Sam Burston

Sir Samuel Gerald Wood Burston OBE (24 April 1915  14 July 2015), known as Sam Burston, was an Australian grazier who represented the rural sector as President of a forerunner of the National Farmers' Federation, and served as a member of the board of the Reserve Bank of Australia and the Australian Science and Technology Council.

Life

Samuel Gerald Wood Burston was born in 1915 in Adelaide, the eldest son of Sir Samuel Roy Burston, a distinguished physician who later became Director-General of Medical Services in the Australian Military Forces. (Roy Burston served in Gallipoli; Sam was born the day before the Anzac landing, and lived to see the centenary of that event celebrated internationally.)

In 1934, Sam Burston joined the Australian Army as a private, and was commissioned as a lieutenant in 1935. In 1939 he studied temperate farming techniques in Britain and Germany. In World War II he was mentioned in dispatches on 30 December 1941,[1] and was the commander of a tank squadron with the 9th Division, which was distinguished at the Battle of El Alamein (1942).

On repatriation he ran his property Marlee, near Naracoorte, South Australia.[2] He later moved to Noss Estate at Casterton, Victoria, where he was a grazier until retirement in 1985.[3]

From 1976 to 1979 Sir Sam Burston (he was knighted in 1977) was President of the Australian Woolgrowers' and Graziers' Council.[3] In that capacity he was deeply involved in helping resolve the 1978 Live Sheep Export Dispute, through extensive negotiations with the Prime Minister, Malcolm Fraser, his Minister for Industrial Relations, Tony Street, and the President of the Australian Council of Trade Unions, Bob Hawke.[4] In 1979, Burston oversaw the merger of the AWGG with seven other rural bodies to create the National Farmers' Federation.[5]

He was a Member of the Reserve Bank of Australia Board 1977-87.[6] From 1979-85 he was a member and occasional acting Chairman of the Australian Science and Technology Council.[7]

In 2012, when aged 97, he was instrumental in assisting Dr Ian Howie-Willis research his book A Medical Emergency: Major-General 'Ginger' Burston and the Army Medical Service in World War II, by sending him 22 parcels of his father's World War II correspondence that had not previously been available to researchers.[8]

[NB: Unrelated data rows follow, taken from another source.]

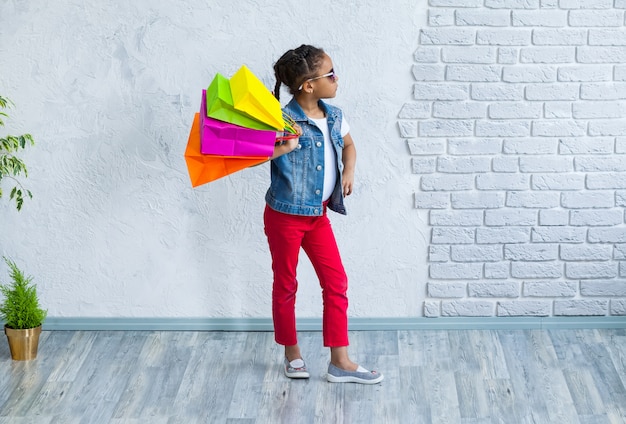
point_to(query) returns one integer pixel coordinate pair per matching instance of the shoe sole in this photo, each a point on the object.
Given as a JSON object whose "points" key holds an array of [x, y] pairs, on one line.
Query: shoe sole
{"points": [[353, 379], [297, 375]]}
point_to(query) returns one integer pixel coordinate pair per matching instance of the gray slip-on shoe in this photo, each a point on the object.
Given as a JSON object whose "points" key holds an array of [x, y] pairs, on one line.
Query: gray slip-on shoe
{"points": [[361, 376], [296, 369]]}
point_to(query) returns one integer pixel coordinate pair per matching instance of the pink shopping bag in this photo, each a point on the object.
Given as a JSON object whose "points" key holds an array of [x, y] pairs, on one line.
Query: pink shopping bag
{"points": [[222, 138]]}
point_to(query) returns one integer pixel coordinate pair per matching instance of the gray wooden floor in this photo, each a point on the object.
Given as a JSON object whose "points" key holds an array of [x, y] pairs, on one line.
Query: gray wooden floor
{"points": [[465, 376]]}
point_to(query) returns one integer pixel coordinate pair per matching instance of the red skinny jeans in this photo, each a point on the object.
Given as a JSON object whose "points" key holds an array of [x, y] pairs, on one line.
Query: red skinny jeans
{"points": [[285, 235]]}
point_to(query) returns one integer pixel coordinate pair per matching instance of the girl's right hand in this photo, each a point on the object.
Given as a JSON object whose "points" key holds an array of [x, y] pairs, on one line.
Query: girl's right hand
{"points": [[288, 145], [285, 147]]}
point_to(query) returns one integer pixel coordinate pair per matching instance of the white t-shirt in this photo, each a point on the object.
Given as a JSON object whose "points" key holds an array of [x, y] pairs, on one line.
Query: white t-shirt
{"points": [[330, 160]]}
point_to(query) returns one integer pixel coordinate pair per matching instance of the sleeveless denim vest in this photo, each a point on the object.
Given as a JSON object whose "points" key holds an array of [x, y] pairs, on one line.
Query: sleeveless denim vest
{"points": [[297, 178]]}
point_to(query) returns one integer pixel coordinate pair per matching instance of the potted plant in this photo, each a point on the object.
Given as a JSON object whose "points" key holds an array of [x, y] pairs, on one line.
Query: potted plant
{"points": [[21, 313], [11, 166]]}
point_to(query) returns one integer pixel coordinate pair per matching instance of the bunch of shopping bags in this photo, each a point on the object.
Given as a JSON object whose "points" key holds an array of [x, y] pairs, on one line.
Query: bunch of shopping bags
{"points": [[238, 125]]}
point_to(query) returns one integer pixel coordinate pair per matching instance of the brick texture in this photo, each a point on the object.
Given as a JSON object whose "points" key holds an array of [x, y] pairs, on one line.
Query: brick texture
{"points": [[517, 130]]}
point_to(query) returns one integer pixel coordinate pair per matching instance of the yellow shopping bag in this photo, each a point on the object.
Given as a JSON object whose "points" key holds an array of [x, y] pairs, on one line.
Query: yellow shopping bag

Sir Sam Burston celebrated his 100th birthday on 24 April 2015 in an aged care facility in Casterton.[9] He died there on 14 July 2015, survived by two children, five grandchildren and two great-grandchildren. Both his wives, Verna and Phyllis, predeceased him.[10]

Honours

Burston was appointed an Officer of the Order of the British Empire in 1966 for services to firefighting.[11] (He had played a role in convincing the then Premier of Victoria, Henry Bolte, to strengthen the Country Fire Authority.)[12]

He was knighted in the Queen's Birthday Honours on 14 June 1977, "in recognition of service to primary industry".[13][14]